Stents are cylindrical-shaped devices that are radially expandable to hold open a segment of a vessel or other anatomical lumen after implantation into the body lumen. Various types of stents are in use, including expandable and self-expanding stents. Expandable stents generally are conveyed to the area to be treated on balloon catheters or other expandable devices. For insertion, the stent is positioned in a compressed configuration along the delivery device, for example crimped onto a balloon that is folded or otherwise wrapped about a guide wire that is part of the delivery device. After the stent is positioned across the lesion, it is expanded by the delivery device, causing the length of the stent to contract and the diameter to expand. For a self-expanding stent, commonly a sheath is retracted, allowing expansion of the stent.
Stents are used in conjunction with balloon catheters in a variety of medical therapeutic applications, including intravascular angioplasty. For example, a balloon catheter device is inflated during PTCA (percutaneous transluminal coronary angioplasty) to dilate a stenotic blood vessel. The stenosis may be the result of a lesion such as a plaque or thrombus. After inflation, the pressurized balloon exerts a compressive force on the lesion, thereby increasing the inner diameter of the affected vessel. The increased interior vessel diameter facilitates improved blood flow.
Soon after the procedure, however, a significant proportion of treated vessels restenose. To prevent restenosis, short flexible cylinders, or stents, constructed of metal or various polymers, are implanted within the vessel to maintain lumen size. The stents act as a scaffold to support the lumen in an open position. Various configurations of stents include a cylindrical tube defined by a mesh, interconnected stents or like segments. Some exemplary stents are disclosed in U.S. Pat. No. 5,292,331 to Boneau, U.S. Pat. No. 6,090,127 to Globerman, U.S. Pat. No. 5,133,732 to Wiktor, U.S. Pat. No. 4,739,762 to Palmaz and U.S. Pat. No. 5,421,955 to Lau.
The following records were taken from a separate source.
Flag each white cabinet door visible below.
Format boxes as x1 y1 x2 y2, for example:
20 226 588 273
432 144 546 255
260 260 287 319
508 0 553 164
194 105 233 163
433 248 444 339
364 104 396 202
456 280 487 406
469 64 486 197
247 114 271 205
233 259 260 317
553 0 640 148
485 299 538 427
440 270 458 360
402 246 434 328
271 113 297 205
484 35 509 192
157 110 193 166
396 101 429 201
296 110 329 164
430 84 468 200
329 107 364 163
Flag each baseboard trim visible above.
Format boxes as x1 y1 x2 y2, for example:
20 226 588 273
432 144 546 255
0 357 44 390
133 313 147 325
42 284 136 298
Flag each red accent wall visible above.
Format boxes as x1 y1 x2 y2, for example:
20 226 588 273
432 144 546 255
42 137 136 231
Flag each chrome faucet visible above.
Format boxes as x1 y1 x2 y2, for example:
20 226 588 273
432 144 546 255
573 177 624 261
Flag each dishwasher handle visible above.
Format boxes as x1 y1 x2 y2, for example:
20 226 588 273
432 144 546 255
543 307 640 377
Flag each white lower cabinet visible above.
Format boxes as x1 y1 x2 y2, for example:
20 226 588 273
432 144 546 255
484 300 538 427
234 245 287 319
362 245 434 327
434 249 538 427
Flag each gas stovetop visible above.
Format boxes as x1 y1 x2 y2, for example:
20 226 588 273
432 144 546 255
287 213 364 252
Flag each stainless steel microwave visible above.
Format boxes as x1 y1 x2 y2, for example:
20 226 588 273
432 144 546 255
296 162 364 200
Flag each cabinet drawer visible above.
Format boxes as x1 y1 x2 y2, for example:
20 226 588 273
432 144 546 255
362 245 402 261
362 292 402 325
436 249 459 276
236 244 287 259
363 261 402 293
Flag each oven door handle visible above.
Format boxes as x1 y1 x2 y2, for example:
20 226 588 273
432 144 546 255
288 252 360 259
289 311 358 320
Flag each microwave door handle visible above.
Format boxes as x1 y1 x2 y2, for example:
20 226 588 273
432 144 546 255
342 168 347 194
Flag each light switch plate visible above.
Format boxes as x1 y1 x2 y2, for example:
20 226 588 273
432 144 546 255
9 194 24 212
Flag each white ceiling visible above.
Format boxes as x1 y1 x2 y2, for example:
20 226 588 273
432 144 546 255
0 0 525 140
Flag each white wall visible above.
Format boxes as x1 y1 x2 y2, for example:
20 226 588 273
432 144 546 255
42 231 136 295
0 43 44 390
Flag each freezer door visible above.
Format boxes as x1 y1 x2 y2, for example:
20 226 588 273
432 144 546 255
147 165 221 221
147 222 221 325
Stent insertion may cause undesirable reactions such as inflammation, infection, thrombosis, and proliferation of cell growth that occludes the passageway. Stents have been used with coatings to deliver drugs or other therapeutic agents at the site of the stent that may assist in preventing these conditions. The coatings must be bioengineered to control the release of highly potent and potentially toxic drugs.
The choice of a coating may be limited by its mechanical attributes. For example, a polymer with a desired drug elution profile may be brittle and prone to cracking in areas of the stent that experience high strain while the stent is being compressed during manufacture or expanded during delivery into the target vessel. Alternatively, a coating that erodes at a desired rate, thereby delivering drug at a known, controlled rate, may also be brittle or otherwise unable to withstand the strains of compression or expansion. Cracking of a coating in high-strain areas may cause extensive delamination of the coating from other areas of the stent, resulting in an unknown amount of drug being delivered.
Therefore it would be desirable to have an improved, differentially coated stent that accommodates these areas of high strain and overcomes the above and other disadvantages.